When I got to XM I had NO idea what half these words meant. Now I couldn’t get through an hour without having this second language skill, though I still hear CPGA (Cost per gross add) and think of a Canadian Golf organization. I’m very glad that XM gives me the opportunity to be what I am…and actually let me in MOST of the meetings, despite the fact that I'm still learning the lingo.

The musicality of the XM Executive branch is interesting. Take John Dealy. A business genius with a BS radar that rivals NORAD’S best. Used to run Fairchild Aircraft, teach business at GWU and is truly a captain of industry. He’s a Folk freak! Can quote lyrics from obscure Celtic bands. When I wanted Odetta to do an Artist Confidential, he put me in touch with a contact. When he’s not talking high level strategy that would challenge a Harvard MBA, he pops down with his highly opinionated thoughts on music trends and waxes on about The Weavers.
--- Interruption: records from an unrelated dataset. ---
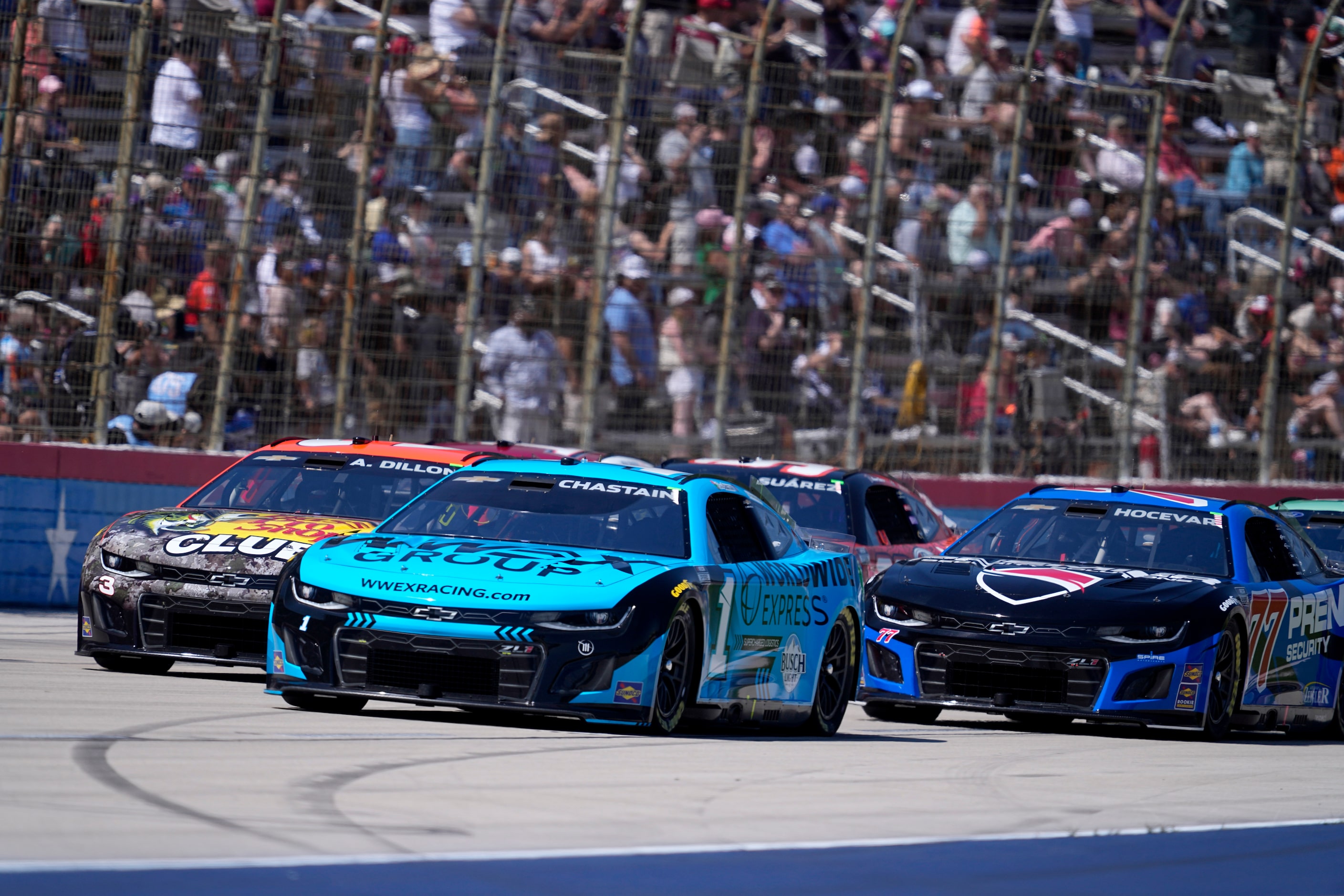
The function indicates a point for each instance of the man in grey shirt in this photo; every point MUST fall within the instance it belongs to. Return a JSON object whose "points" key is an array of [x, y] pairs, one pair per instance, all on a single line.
{"points": [[522, 365]]}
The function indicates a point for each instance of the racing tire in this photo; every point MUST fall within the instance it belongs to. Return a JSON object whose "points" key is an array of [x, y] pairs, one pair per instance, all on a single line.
{"points": [[1042, 722], [137, 666], [1225, 684], [835, 680], [322, 703], [899, 712], [677, 687]]}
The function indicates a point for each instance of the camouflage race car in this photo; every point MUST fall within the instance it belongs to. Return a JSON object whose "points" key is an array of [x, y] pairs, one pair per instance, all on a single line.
{"points": [[870, 515], [194, 582]]}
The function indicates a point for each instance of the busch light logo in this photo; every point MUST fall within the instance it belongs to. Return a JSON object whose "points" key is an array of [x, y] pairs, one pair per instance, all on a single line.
{"points": [[793, 664]]}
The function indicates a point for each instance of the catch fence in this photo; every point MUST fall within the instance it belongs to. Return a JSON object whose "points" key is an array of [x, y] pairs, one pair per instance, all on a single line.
{"points": [[789, 230]]}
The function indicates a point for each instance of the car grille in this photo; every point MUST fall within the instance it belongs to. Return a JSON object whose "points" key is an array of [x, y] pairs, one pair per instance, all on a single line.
{"points": [[198, 625], [398, 661], [979, 674]]}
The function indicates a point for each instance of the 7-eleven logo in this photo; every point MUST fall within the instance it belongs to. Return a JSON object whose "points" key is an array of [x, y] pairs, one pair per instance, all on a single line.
{"points": [[1268, 612]]}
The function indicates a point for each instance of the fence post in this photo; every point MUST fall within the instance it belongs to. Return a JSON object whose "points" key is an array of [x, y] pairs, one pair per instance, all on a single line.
{"points": [[718, 444], [605, 223], [242, 253], [1269, 405], [987, 434], [358, 236], [12, 100], [877, 194], [484, 175], [1147, 206], [115, 266]]}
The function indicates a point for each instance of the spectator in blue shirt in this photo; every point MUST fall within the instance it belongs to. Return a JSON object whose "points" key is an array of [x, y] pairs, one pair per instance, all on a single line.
{"points": [[1245, 172], [785, 238], [634, 346]]}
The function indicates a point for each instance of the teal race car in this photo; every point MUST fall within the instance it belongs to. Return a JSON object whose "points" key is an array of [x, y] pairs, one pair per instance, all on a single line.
{"points": [[604, 593]]}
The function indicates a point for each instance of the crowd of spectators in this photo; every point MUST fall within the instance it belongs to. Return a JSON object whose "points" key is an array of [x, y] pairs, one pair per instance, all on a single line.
{"points": [[810, 166]]}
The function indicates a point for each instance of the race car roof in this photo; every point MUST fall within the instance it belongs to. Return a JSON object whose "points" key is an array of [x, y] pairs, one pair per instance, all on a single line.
{"points": [[1129, 496], [785, 468], [531, 450], [1311, 504], [375, 448], [586, 469]]}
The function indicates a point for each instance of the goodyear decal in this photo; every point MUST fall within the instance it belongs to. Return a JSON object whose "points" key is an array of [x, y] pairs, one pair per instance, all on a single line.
{"points": [[631, 692], [1187, 694]]}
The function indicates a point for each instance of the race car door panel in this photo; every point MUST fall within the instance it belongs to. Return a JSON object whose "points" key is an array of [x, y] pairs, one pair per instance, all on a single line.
{"points": [[759, 640], [1289, 621]]}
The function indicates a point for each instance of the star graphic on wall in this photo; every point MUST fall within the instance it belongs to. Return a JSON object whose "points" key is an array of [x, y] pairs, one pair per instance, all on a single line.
{"points": [[60, 541]]}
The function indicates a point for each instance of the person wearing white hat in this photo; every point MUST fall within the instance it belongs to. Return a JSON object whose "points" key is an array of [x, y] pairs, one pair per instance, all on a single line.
{"points": [[634, 346], [680, 355], [522, 365]]}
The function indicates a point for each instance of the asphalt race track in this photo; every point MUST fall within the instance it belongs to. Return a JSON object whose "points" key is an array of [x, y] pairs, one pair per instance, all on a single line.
{"points": [[198, 782]]}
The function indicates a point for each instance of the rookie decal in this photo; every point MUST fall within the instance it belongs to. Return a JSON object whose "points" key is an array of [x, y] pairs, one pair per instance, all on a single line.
{"points": [[448, 590], [1032, 583], [1188, 692], [616, 488], [793, 664], [1166, 516], [628, 692]]}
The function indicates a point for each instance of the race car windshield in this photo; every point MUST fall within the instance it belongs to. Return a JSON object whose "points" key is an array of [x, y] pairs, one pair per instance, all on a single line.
{"points": [[811, 503], [547, 510], [1096, 534], [366, 488]]}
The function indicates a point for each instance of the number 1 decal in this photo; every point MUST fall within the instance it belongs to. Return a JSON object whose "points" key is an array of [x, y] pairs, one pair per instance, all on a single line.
{"points": [[719, 652]]}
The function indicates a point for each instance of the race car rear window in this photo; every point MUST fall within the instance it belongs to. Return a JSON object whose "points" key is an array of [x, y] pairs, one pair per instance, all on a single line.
{"points": [[563, 511], [1327, 534], [810, 501], [366, 488], [1137, 536]]}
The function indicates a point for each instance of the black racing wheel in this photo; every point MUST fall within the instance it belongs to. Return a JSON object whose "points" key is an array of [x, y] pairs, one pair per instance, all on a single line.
{"points": [[675, 689], [1225, 683], [131, 663], [902, 712], [835, 680], [323, 703]]}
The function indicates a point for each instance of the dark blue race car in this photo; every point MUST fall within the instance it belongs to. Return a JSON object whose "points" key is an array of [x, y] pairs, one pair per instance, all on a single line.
{"points": [[1113, 605], [585, 590]]}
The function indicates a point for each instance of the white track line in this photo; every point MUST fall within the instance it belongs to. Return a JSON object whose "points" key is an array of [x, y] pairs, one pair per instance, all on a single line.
{"points": [[310, 862]]}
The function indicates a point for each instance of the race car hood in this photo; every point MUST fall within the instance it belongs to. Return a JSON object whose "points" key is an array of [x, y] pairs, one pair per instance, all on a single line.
{"points": [[1043, 593], [229, 541], [471, 573]]}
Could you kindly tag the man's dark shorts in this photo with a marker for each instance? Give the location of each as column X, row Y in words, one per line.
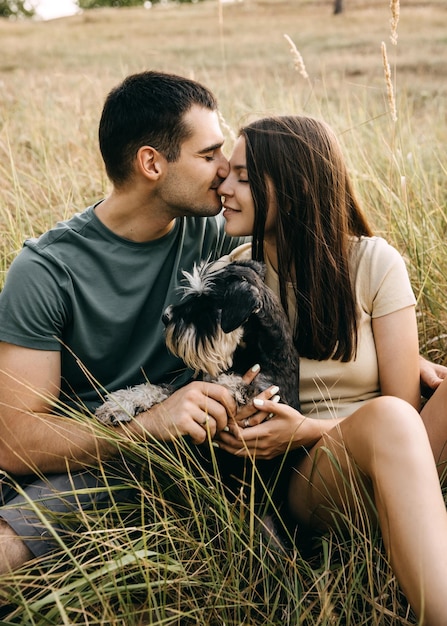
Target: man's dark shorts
column 43, row 511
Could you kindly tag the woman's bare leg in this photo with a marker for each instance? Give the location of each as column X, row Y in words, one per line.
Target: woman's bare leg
column 385, row 440
column 13, row 552
column 434, row 416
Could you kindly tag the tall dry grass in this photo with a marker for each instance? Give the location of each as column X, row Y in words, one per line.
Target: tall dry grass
column 189, row 556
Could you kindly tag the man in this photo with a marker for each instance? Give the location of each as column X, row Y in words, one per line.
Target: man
column 81, row 310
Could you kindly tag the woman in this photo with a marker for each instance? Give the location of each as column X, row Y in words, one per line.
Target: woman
column 350, row 303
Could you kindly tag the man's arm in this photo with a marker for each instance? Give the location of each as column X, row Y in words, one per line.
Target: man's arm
column 33, row 439
column 36, row 440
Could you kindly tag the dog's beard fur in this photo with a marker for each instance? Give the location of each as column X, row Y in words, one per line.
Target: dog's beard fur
column 210, row 354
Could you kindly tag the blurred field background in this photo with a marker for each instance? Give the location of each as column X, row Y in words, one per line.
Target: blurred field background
column 54, row 77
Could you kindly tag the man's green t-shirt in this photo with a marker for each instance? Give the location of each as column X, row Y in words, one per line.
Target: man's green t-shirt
column 98, row 298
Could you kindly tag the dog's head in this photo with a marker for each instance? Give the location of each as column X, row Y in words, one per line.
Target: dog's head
column 205, row 328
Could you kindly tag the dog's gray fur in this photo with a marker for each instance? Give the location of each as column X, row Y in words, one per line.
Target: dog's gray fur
column 226, row 321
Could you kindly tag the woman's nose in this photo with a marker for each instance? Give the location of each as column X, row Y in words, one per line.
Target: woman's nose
column 223, row 189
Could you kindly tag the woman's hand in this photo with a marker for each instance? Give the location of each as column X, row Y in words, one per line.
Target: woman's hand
column 286, row 429
column 432, row 375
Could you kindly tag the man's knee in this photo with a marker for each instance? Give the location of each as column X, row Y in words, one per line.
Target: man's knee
column 13, row 551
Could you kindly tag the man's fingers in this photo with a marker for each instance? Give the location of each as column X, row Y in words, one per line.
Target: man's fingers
column 249, row 376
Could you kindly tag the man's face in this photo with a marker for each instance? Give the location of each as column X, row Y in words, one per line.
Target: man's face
column 190, row 184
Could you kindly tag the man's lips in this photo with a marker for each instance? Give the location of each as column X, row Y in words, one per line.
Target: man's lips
column 228, row 210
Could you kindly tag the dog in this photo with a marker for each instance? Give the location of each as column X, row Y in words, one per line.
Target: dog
column 226, row 321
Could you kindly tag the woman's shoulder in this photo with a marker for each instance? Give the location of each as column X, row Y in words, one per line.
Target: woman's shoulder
column 241, row 253
column 374, row 249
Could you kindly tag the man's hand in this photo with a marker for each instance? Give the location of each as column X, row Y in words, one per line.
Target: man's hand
column 200, row 410
column 432, row 375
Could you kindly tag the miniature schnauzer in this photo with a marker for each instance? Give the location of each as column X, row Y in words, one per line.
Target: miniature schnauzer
column 226, row 321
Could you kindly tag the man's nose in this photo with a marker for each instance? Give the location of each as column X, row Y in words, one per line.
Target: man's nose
column 224, row 168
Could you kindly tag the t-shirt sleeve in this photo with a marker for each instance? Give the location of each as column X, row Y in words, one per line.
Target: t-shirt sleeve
column 32, row 303
column 386, row 285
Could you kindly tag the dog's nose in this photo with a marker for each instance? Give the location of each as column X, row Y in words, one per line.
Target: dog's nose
column 167, row 316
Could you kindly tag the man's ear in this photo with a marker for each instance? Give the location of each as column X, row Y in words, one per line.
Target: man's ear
column 150, row 162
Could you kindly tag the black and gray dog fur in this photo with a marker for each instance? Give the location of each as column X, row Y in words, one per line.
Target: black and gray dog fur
column 226, row 321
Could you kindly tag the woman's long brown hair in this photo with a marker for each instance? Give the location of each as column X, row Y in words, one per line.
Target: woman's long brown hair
column 296, row 163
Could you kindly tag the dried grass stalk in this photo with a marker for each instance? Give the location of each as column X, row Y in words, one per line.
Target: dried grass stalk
column 389, row 84
column 395, row 13
column 298, row 59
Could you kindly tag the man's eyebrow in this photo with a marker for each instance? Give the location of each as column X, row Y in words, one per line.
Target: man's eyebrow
column 216, row 146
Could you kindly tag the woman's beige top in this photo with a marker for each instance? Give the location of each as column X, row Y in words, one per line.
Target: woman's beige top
column 382, row 286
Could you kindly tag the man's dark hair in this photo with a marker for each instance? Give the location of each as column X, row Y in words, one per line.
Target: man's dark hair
column 147, row 109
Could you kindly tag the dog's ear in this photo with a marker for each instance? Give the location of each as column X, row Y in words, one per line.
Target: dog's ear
column 241, row 300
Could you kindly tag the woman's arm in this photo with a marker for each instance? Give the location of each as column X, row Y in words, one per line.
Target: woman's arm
column 397, row 346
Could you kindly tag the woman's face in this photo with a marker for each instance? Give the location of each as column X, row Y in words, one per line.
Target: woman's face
column 239, row 209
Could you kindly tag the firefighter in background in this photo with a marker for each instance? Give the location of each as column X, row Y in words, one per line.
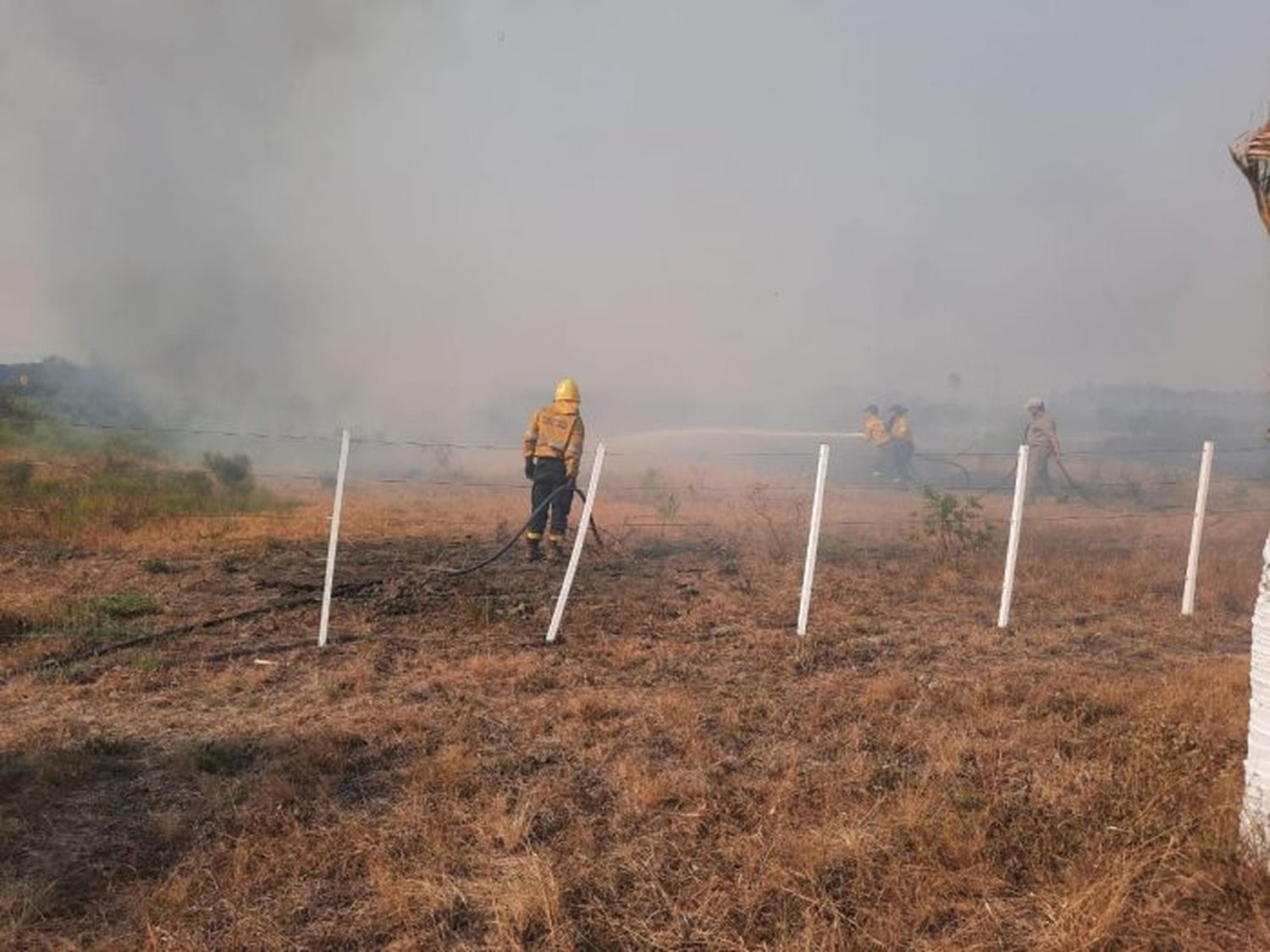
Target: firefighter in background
column 901, row 444
column 875, row 432
column 553, row 452
column 1041, row 439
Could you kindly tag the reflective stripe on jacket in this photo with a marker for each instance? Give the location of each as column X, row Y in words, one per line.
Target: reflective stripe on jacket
column 556, row 432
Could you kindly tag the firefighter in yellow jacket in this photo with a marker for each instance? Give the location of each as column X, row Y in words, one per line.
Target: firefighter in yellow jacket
column 875, row 432
column 553, row 452
column 901, row 444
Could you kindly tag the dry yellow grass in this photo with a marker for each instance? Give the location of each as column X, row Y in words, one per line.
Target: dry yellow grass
column 678, row 773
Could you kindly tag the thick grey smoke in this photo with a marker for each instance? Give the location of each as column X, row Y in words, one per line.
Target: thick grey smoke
column 418, row 216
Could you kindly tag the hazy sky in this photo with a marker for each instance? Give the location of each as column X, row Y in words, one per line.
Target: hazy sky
column 399, row 211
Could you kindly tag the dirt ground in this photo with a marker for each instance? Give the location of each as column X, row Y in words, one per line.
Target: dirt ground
column 678, row 772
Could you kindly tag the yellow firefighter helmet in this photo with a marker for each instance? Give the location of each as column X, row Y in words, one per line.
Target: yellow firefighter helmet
column 568, row 390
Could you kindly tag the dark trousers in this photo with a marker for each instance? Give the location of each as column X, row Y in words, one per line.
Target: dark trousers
column 548, row 477
column 1038, row 466
column 902, row 459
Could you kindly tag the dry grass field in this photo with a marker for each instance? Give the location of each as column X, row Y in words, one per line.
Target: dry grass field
column 677, row 772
Go figure!

Then there’s Hugh Panero. I booked Damian Rice (one of his latest favorites) to play at the XM Performance Theater. It’s probably a good thing for job security. In 1999, Hugh took me to Blues Alley in DC to see Diana Krall. He turned ME onto her. A CEO turning the music guy on. Cool.

Gary Parsons is a person I don’t see that often as he’s usually tied up in high level Wall Street things, but like clockwork, 4 times a year, I hear “Say Lee, I hear James Taylor is coming to town….”

And Nate Davis our new COO. He’s definitely a closet muso. 48 hours after he joined as COO, I got an email—“Al Jarreau is coming to play Wolf Trap—got any connections?”—Fortunately Al did an Artist Confidential and his Management is fantastic so we got Nate covered real fast.

Back around 2000 when we launched Artist Confidential and other “Exclusive Music” shows, Hugh assigned Joe Verbrugge to help me manage the business side of the project. Now Joe was in charge of Satellite Insurance issues at the time—hardly Rock n Roll. Be he was quickly converted. Within a month we had him drinking vats of wine with Don Henley and weather or not he will admit it—he LOVED it. He’s back on the pure business side, but I know that the short flirt with Rock n Roll has changed his life.

One of the great things about XM is that even the Executive Branch respect and admire music. As always, if we can consistently balance good sensible business with the soul and passion of art---Everyone wins. XM, the listeners, the investors, the artists. It’s the RIGHT way to win.